Ignacio Alastra

Personal information
- Full name: Ignacio Alastra
- Date of birth: 29 October 2007 (age 18)
- Place of birth: Luján de Cuyo, Argentina
- Height: 1.75 m (5 ft 9 in)
- Position: Forward

Team information
- Current team: Talleres
- Number: 24

Youth career
- Talleres

Senior career*
- Years: Team / Apps / (Gls)
- 2025–: Talleres / 2 / (0)

= Ignacio Alastra =

Argentine footballer (born 2007)

Ignacio Alastra (born 29 October 2007) is an Argentine professional footballer who plays as a forward for Talleres.

== Club career ==

Born in Luján de Cuyo, Mendoza Province, Alastra is a youth product of CA Talleres.

In April 2025, he signed his first professional contract with Talleres.

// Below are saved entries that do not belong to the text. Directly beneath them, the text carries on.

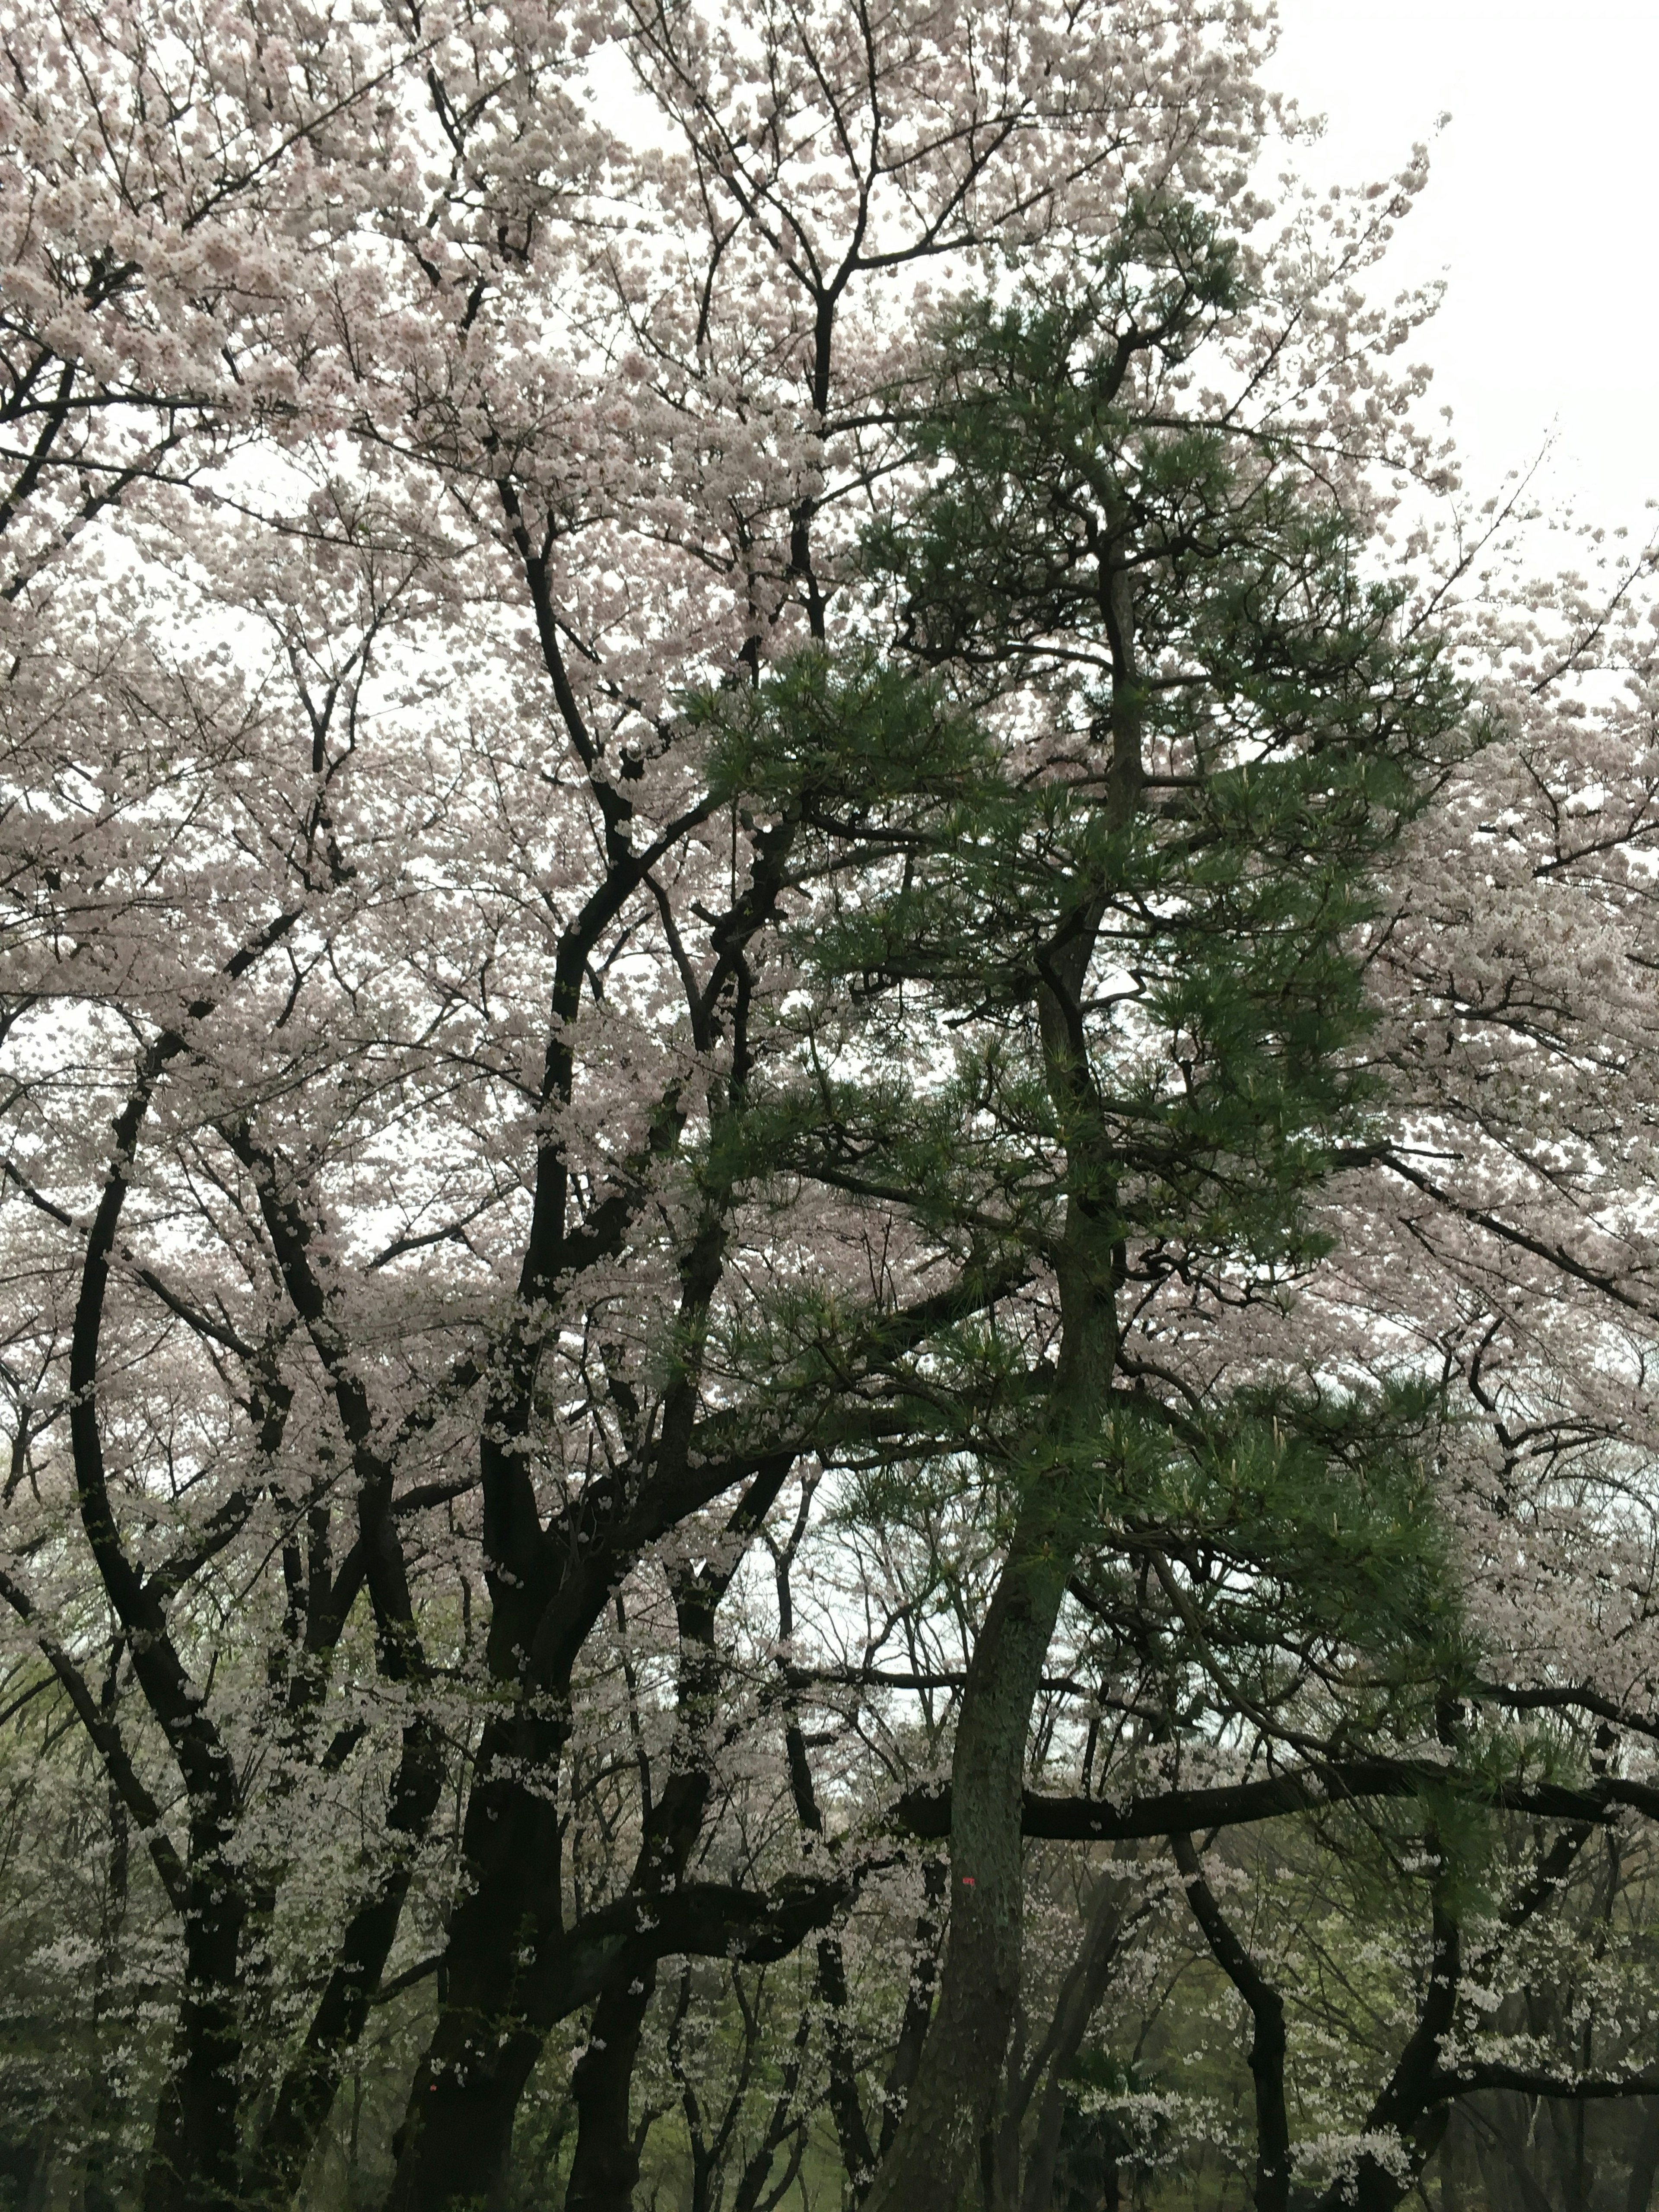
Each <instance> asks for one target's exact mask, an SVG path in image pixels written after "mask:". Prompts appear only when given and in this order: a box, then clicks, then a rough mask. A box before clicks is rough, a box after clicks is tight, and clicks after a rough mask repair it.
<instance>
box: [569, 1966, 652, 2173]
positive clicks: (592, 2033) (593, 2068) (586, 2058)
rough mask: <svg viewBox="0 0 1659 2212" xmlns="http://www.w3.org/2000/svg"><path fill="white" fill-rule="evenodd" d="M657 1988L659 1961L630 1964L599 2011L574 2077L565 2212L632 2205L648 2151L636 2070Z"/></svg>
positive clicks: (572, 2094) (605, 2000)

Alastra made his professional debut with Talleres in a 0–0 Argentine Primera División draw against Newell's Old Boys on 18 August 2025. He came on as a 73rd-minute substitute for Rick.

== Personal life ==
Alastra is the son of former Argentine professional footballer Guillermo Alastra who had spells at Deportivo Guaymallén, Gimnasia y Esgrima de Mendoza, Independiente Rivadavia, and San Martín de Mendoza.